‘Tis the season for college decision letters and financial aid forms. Acceptance rates have decreased, as more students vie for fewer spots. Even with increased competition, getting into college may be easier than paying for it. Over the past five years, tuitions rose more than inflation. According to the College Board, the average sticker price for a full-time, first year student at a four-year private university was $28,500 in 2011-12. To make college more affordable:
1) Submit Financial Aid Forms Early
The New Free Application for Federal Student Aid (FAFSA) became available on January 1st at http://www.fafsa.ed.gov. In 2011, there were more than ten million financial aid applicants. The College Board reported that the average student received more than $12,400 in federal government grants, loans, or other aid. Hundreds of private universities also require the College Board’s CSS/Financial Aid PROFILE to determine non-federal aid. Complete the PROFILE online at https://profileonline.collegeboard.org/ to get your share.
2) Apply for Free Money
Grants and scholarships are not repaid. Grants are need-based, while scholarships often depend on criteria, such academic and athletic achievements or intended major (like marine biology). The Pell Grant is the most popular federal grant and requires a comparison of the Expected Family Contribution (found on the FAFSA) to the Cost of Attendance (COA). Apply for many grants and scholarships, renew them, and beware of scholarship scams. According to the College Board, students received $112 billion in gift aid in 2011-12. For more information on grants and scholarships, visit http://www.fafsaonline.com/college-grants/ and http://www.studentscholarshipsearch.com.

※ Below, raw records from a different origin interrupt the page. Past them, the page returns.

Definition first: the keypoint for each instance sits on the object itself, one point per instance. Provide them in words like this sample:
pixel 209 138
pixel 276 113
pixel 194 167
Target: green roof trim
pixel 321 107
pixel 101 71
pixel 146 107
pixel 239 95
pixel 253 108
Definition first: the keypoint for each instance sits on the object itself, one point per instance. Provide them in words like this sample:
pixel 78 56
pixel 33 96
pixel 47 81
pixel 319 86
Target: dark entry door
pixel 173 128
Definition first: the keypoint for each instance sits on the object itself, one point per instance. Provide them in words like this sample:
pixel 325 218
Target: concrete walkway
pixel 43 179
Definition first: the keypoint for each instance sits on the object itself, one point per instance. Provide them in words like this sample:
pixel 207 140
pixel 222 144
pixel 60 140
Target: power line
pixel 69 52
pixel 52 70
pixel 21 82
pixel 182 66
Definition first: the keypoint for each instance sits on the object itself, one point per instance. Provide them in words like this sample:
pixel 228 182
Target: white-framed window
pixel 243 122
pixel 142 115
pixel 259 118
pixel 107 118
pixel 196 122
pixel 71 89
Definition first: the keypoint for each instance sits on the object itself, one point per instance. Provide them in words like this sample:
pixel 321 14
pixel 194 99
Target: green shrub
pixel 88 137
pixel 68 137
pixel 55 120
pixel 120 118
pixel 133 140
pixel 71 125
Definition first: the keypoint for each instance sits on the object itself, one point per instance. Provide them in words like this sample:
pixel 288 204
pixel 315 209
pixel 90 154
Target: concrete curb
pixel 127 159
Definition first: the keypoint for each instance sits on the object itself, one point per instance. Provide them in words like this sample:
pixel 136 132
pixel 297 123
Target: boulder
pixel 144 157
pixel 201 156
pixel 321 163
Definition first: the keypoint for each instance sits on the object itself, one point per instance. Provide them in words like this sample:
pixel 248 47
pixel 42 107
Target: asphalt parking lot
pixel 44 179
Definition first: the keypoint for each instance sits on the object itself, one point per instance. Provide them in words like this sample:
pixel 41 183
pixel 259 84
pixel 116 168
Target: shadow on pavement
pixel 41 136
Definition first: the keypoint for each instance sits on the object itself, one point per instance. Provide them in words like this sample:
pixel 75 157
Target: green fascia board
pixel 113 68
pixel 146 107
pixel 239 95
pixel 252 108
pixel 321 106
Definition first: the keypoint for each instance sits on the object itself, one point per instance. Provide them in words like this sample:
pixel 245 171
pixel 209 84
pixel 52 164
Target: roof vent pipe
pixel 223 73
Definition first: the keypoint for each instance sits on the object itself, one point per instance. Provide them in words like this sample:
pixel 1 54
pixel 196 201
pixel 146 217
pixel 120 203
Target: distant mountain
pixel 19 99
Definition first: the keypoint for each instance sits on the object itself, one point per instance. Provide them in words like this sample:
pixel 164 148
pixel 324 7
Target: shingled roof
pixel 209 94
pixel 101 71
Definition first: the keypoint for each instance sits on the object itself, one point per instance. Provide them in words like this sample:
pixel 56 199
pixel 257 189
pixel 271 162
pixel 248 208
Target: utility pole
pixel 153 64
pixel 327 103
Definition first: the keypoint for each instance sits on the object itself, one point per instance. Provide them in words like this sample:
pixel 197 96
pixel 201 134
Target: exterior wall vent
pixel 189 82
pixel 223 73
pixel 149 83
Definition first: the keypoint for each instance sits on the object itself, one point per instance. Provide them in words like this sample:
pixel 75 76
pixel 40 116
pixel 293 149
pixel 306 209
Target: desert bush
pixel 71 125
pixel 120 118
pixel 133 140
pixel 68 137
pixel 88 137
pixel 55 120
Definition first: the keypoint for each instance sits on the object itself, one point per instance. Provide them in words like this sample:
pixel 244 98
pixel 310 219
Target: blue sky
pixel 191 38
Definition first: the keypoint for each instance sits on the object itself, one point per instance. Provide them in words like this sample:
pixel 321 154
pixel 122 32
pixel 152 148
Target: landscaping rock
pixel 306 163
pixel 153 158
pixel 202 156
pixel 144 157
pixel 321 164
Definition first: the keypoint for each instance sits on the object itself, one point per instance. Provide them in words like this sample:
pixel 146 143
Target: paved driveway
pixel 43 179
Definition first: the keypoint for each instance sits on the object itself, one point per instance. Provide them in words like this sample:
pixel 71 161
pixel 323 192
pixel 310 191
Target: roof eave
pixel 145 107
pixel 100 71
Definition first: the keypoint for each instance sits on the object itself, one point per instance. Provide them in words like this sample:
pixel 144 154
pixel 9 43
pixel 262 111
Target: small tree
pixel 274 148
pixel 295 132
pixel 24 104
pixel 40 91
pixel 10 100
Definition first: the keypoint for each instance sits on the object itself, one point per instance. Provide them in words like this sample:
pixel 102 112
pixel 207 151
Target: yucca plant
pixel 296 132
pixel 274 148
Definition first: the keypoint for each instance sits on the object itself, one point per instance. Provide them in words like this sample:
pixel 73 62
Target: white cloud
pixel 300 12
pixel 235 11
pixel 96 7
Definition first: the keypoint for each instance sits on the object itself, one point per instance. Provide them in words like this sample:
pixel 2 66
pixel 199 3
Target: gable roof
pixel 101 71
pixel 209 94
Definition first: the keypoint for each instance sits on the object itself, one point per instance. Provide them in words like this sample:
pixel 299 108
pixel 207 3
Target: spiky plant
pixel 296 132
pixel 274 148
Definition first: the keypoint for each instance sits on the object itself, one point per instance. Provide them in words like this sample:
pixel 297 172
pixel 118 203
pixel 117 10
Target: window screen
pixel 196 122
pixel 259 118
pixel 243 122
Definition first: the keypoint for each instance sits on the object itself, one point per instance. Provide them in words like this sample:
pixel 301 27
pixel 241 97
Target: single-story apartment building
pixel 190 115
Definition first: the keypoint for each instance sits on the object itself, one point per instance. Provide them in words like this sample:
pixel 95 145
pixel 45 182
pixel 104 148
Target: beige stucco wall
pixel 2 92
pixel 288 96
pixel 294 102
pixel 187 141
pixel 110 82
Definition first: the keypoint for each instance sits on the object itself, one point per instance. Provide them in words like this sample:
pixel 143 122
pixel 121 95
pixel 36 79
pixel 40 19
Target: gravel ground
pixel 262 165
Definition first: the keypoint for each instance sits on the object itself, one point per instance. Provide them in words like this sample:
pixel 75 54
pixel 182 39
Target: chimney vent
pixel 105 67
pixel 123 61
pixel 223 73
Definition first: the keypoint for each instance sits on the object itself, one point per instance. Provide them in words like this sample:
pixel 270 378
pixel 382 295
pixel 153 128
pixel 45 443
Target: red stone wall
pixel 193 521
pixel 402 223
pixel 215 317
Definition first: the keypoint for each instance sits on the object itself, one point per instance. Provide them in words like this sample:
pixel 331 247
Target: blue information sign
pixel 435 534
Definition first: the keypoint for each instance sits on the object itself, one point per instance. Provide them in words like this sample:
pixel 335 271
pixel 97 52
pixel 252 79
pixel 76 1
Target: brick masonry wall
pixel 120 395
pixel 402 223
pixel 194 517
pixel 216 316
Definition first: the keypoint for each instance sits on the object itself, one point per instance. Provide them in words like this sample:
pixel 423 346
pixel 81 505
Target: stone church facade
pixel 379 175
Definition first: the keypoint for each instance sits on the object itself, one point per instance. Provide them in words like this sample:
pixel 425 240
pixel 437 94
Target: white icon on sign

3) Compare Apples to Apples
Weigh the costs and benefits of college choices. Explore community, public and private college options. Then, make the decision that is right for you. Compare the net prices (and financial aid packages) of each option. Net price is the sticker price (or published price) minus gift aid. This is the actual price that you pay. The College Board reported that the $28,500 sticker price for a private university has an actual net price of $12,970. For public colleges, the sticker price was $8,240, but the net price was $2,490. Use the net price calculator on college websites to find out the net price (and gift aid) estimates of your college options.
4) Help Others
Lower college costs through volunteer work, military service, and public interest or non-profit jobs in teaching, medicine, and law. For example, consider the TEACH grant and AmeriCorps. The TEACH grant awards up to $4,000 per year to education students, who will teach in high-demand fields (like science) for four years in low-income areas. AmeriCorps provides up to $7,400 in stipends and $4,725 in loan forgiveness for a twelve-month service. Know the financial consequences for leaving any program without completing its terms – such as converting grants to direct unsubsidized loans that students must repay with interest.
5) Graduate in Less Time
Reduce billable college time with Advanced Placement (AP) and summer session college credits. Students earn graduation credits at most American four-year colleges based on their AP scores. According to the College Board, colleges in more than 60 other countries also accept AP credits. Students can use these credits to meet graduation requirements in less time. Summer session credits also shorten the number of years spent in college. Less expensive summer colleges further reduce overall college expenses. Use AP and summer session credits to graduate early, reduce the number of billable college years, and join the work force faster.
“A Bachelor’s degree is the second biggest investment people make in their lives after buying a home. Both parents and students should take the time to invest in the right college for the right price,” states Joe Reister, Head College Advisor, Strivenow.com.